Hal tersebut disampaikan Edy kepada Menteri Agraria dan Tata Ruang/Kepala Badan Pertanahan Nasional (Menteri ATR/Kepala BPN) Sofyan A Djalil saat penyerahan sertifikat tanah untuk rakyat Provinsi Sumut di Aula Tengku Rizal Nurdin di rumah dinas gubernur di Medan, Selasa (28/12/2021).

Edy mengakui, konflik tanah di Sumut masih cukup tinggi. Hal itu pula yang menyebabkan pembangunan bendungan di Sumut mandek.

Dari tujuh bendungan yang direncanakan pemerintah pusat, baru satu yang terealisasi, yaitu Bendungan Lau Simeme di Deli Serdang. 

“Ada enam bendungan lagi yang saat ini tidak bisa dilaksanakan, terkendala persoalan tanah, begitu sulitnya mengurus tanah di Sumut,” kata Edy.

Edy membandingkan, daerah-daerah lain yang memiliki lebih banyak bendungan ketimbang Sumut. Seperti Jawa Barat memiliki 11 bendungan, Jawa Timur 18 bendungan, dan terbanyak di Jawa Tengah dengan 26 bendungan.

“Memang bendungan ini sangat bermanfaat, bisa mengairi jutaan hektare pertanian, bisa mencegah banjir, bisa menjadi tempat rekreasi dan bisa memenuhi kebutuhan air bersih, banyak manfaat dari bendungan itu,” katanya.

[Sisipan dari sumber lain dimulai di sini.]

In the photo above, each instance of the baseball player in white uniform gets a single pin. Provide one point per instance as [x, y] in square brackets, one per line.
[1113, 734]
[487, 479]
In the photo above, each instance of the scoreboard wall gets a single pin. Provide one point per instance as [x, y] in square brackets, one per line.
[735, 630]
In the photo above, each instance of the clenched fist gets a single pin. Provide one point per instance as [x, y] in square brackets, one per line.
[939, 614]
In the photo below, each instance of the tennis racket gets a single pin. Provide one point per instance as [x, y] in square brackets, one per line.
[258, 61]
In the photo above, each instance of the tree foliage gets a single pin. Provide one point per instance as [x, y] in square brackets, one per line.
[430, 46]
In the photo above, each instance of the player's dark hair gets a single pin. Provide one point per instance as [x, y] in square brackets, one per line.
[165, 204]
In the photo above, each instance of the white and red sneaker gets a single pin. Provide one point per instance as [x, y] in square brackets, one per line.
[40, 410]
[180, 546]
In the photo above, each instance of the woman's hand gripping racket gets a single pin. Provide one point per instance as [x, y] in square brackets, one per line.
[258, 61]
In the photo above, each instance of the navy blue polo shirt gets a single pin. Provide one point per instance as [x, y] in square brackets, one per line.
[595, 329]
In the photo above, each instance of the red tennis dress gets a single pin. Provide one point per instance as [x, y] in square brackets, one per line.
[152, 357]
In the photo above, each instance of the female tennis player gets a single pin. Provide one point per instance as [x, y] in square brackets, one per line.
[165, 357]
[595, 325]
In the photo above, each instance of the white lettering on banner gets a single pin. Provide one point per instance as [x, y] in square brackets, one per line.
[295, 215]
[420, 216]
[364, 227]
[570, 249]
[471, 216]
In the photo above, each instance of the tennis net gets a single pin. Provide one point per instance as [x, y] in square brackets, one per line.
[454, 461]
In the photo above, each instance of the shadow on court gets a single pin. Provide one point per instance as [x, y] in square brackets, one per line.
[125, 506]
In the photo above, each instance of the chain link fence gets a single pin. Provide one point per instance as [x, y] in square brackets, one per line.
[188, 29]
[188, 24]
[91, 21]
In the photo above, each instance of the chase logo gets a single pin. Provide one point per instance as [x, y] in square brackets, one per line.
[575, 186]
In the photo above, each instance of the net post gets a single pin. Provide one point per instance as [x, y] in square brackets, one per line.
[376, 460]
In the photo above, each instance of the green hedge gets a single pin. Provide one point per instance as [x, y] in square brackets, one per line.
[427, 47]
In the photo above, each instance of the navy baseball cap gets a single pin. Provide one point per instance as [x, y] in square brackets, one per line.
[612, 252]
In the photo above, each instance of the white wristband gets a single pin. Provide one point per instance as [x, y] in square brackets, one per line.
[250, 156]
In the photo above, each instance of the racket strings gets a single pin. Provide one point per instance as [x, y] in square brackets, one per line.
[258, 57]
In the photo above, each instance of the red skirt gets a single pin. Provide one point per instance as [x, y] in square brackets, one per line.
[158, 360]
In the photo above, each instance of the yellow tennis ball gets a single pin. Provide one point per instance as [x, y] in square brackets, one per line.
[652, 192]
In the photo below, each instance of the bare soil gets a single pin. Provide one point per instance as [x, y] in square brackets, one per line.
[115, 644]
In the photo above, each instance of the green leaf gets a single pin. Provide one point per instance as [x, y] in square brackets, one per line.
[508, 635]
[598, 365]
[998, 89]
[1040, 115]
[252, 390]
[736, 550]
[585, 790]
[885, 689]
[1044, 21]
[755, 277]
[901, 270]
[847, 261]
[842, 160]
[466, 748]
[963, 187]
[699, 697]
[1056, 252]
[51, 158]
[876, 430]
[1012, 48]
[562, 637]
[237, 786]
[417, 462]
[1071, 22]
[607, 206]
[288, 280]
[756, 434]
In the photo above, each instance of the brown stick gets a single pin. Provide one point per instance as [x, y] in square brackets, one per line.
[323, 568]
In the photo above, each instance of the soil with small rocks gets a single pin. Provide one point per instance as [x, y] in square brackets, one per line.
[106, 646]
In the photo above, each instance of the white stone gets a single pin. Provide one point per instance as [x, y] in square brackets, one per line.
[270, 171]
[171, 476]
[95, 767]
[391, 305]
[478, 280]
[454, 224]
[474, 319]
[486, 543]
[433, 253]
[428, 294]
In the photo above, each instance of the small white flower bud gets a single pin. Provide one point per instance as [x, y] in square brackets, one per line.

Edy mengharapkan pembangunan bendungan di Kabupaten Karo dan Asahan bisa dimulai tahun 2022. Sehingga dapat mengairi banyak lahan pertanian di Tanah Karo dan Asahan. Juga untuk mengantisipasi banjir.

Merespons Gubernur, Menteri Sofyan Djalil siap membantu apa yang dibutuhkan terkait pembangunan bendungan. Sofyan juga sepakat bahwa Sumut memiliki potensi yang besar untuk dibangun waduk.

“Saya sangat concern dengan waduk yang tidak bisa terbangun karena persoalan tanah, sebenarnya kalau kita komitmen bekerja bersama, tidak ada hal yang tidak bisa, kami siap apa saja yang bapak perintahkan,” kata Menteri.

Namun Ia akan menyeuaikan dana yang tersedia terlebih dahulu. Jika memadai, akan langsung diproses. “Kadang-kadang ada dana yang disediakan dari LMAN (Lembaga Manajemen Aset Negara), sekarang kita cek dulu ada dananya nggak, kalau kita sudah negosiasi dengan masyarakat kemudian uangnya gak keluar itu justru lebih buruk dampaknya,” ucapnya.

Menteri memaparkan, semasa Presiden Joko Widodo baru menjabat, Indonesia hanya memiliki 50-an waduk. Lebih sedikit dari Malaysia yang sudah memiliki 200-an waduk. “Waktu Pak Jokowi masuk, salah satu programnya adalah memperbanyak waduk, karena dengan waduk ini banyak sekali manfaat yang bisa kita peroleh, kalau Pak Menteri PUPR komit membikin waduk, kita akan optimal bekerja, Insya Allah bisa kita selesaikan masalah ini,” katanya.